The mirror is a wilke part of their city bus range of mirrors and I was wondering if anyone had bought one in the UK from a truck or bus supplier? The Wilke catalog shows the mirror arm as available without the mirror head but unfortunatley it seems hymer only do the complete unit.


----------



## sideways (Jun 2, 2008)

Have you tried wingmirrorman


----------



## cheshiregordon (Sep 24, 2011)

sideways said:


> Have you tried wingmirrorman


no - where would I find him? is he on ebay?

Thanks


----------



## nickkdx (May 26, 2009)

When you say lost spring do you means it's seized up, if so you could try soaking with WD40 and then try moving it back and forth.


----------



## cheshiregordon (Sep 24, 2011)

nickkdx said:


> When you say lost spring do you means it's seized up, if so you could try soaking with WD40 and then try moving it back and forth.


a previous owner had drilled thro the anchor point and inserted a screw which went thro the centre spindle locking it in place.
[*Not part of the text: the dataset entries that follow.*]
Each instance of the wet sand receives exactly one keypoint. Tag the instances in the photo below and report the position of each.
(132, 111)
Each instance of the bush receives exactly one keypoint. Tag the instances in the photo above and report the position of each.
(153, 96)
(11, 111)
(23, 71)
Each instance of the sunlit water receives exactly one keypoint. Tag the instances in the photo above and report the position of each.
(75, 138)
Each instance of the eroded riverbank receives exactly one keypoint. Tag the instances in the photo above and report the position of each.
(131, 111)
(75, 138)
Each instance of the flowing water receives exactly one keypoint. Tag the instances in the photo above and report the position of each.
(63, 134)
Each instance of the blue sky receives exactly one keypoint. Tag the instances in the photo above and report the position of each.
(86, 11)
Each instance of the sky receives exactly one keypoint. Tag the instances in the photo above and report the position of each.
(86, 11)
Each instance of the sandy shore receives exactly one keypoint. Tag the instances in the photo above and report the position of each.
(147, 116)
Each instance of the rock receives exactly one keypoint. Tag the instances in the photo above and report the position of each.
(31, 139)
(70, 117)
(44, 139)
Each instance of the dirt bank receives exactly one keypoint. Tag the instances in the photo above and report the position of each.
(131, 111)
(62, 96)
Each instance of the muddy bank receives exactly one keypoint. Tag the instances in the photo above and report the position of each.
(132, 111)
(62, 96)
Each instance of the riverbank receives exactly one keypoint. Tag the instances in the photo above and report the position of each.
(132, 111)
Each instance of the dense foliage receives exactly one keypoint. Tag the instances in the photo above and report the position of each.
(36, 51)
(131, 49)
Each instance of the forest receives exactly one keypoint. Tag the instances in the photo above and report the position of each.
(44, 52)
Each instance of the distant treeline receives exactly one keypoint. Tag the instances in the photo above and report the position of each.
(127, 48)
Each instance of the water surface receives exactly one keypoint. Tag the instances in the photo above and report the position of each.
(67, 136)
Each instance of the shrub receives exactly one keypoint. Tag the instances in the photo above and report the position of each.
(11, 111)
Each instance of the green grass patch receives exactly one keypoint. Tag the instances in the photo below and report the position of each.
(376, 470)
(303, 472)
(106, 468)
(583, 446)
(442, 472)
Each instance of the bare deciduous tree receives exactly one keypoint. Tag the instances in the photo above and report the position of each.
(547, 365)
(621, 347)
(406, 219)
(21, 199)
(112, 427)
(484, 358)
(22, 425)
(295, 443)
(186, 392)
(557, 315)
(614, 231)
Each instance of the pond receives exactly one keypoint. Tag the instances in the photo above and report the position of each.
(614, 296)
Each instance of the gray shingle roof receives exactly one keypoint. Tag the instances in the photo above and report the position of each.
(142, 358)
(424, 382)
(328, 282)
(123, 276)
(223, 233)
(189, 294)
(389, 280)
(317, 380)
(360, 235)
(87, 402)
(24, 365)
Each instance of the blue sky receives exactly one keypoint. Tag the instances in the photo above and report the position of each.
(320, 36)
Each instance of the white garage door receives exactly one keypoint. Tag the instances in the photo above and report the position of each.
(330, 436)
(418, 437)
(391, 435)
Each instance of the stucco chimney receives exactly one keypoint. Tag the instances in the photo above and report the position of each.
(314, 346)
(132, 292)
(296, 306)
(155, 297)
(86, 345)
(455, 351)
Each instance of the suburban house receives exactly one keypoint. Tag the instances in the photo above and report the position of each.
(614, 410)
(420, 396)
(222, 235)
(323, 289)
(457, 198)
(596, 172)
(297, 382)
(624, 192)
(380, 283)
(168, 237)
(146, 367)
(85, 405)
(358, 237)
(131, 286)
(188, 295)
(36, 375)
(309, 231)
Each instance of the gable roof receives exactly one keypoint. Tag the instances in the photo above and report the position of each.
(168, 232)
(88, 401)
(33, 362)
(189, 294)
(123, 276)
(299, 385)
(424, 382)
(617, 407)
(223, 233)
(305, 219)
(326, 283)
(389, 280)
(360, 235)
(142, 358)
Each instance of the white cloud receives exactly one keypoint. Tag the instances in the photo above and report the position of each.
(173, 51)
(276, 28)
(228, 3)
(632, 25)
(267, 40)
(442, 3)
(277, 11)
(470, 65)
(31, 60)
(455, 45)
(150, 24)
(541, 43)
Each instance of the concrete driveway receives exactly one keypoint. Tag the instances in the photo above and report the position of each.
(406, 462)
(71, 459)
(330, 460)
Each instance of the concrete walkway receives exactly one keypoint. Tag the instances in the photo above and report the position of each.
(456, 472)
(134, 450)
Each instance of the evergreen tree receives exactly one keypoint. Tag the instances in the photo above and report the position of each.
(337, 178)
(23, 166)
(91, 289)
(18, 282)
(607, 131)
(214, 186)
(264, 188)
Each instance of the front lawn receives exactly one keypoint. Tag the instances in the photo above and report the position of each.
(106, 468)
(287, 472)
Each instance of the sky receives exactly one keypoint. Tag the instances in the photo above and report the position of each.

Which I assume was because the spring was defective
I've replaced the centre spindle and reassembled but I now think the whatever has happend before has damaged the spring etc.


----------



## gaspode (May 9, 2005)

When I needed a Wilke mirror it turned out that it was "actually" made by Hella.  
I downloaded and searched the Hella catalogue (HUGE), found the Wilke mirror listed and ordered one by part number from the nearest Hella agent. It arrived 24 hrs later at a cost around 1/3 of the Hymer list price.


----------



## cheshiregordon (Sep 24, 2011)

story so far!
The mirror from my van appears in the Wilke catalogue (under city bus) as part no 50140700 but the anchor plate (which is the part I really want) seems to have a hella part no sticker on it! 8SB501408-80
Have emailed a couple of UK suppliers of commercial vehicles who claim to supply Wilke mirrors but without getting any reply. (so much for a business being bad)
Wingmirrorman couldn't help.
So the search goes on - thanks to everyone for the info.


----------